Nisa

Upaya Keluarga Muslim Menghadapi Tantangan Perang Dagang

Genderang perang dagang yang ditabuh Trump telah menambah kecemasan dunia atas ketidakpastian ekonomi saat ini. Kondisi pengangguran dan bertambahnya PHK yang dialami kepala keluarga sejak pandemi Covid-19 sulit untuk dihentikan. Perang dagang akan semakin menambah deretan PHK baru.

Seperti yang diungkapkan Ketua Umum Apasyfi, Redma Gita Wiraswasta, membanjirnya produk garmen dari Cina di tengah perang tarif AS-Cina bakal mengganggu industri dalam negeri. Ia mengungkap banjirnya produk garmen impor ditambah naiknya tarif biaya masuk ke negara Amerika Serikat bakal memengaruhi produksi garmen dalam negeri dari hulu hingga hilir. Redma menjelaskan Industri dalam negeri Indonesia terserang dua kali. Pertama, terserang oleh barang-barang Cina di dalam negeri. Kedua, ekspor [dari Indonesia] ke Amerika juga jadi terhambat karena peningkatan tarif. Dampak buruknya, diperkirakan setidaknya 125.000 orang akan kehilangan pekerjaan di sektor produksi benang filamen saja.

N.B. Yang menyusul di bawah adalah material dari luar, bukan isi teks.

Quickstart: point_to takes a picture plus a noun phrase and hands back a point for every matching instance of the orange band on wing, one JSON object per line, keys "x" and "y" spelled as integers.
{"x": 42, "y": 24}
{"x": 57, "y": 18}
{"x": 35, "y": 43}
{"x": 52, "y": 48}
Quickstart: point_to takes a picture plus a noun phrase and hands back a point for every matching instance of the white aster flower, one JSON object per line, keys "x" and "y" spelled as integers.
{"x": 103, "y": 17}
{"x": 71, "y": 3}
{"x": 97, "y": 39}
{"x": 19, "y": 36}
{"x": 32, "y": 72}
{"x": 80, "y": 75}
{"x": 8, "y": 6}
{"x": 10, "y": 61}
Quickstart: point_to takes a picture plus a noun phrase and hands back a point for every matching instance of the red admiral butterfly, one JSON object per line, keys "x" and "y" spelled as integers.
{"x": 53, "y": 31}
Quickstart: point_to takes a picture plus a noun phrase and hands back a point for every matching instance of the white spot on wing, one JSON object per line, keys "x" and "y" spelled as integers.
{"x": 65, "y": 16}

Menjadi suatu keharusan bagi keluarga Muslim untuk memahami dampak perang dagang termasuk mengambil sikap yang tepat untuk menyelamatkan keluarga dari jebakan perang dagang berdasarkan tuntunan syariah.

 

Dampak Terhadap Ekonomi Keluarga

Di tengah ketegangan ini, dampak langsung yang harus dihadapi rakyat adalah ancaman PHK massal. Menurut data yang dihimpun oleh CELIOS pada 2024, diperkirakan sekitar 1,2 juta pekerja Indonesia akan kehilangan pekerjaan mereka akibat dampak tarif tinggi dari AS. Sektor yang paling terdampak adalah industri tekstil dan produk tekstil (TPT), dengan lebih dari 191.000 pekerja terancam kehilangan mata pencaharian. Selain itu, sektor-sektor lainnya seperti industri makanan dan minuman serta petani yang menyuplai bahan baku juga akan mengalami dampak buruk.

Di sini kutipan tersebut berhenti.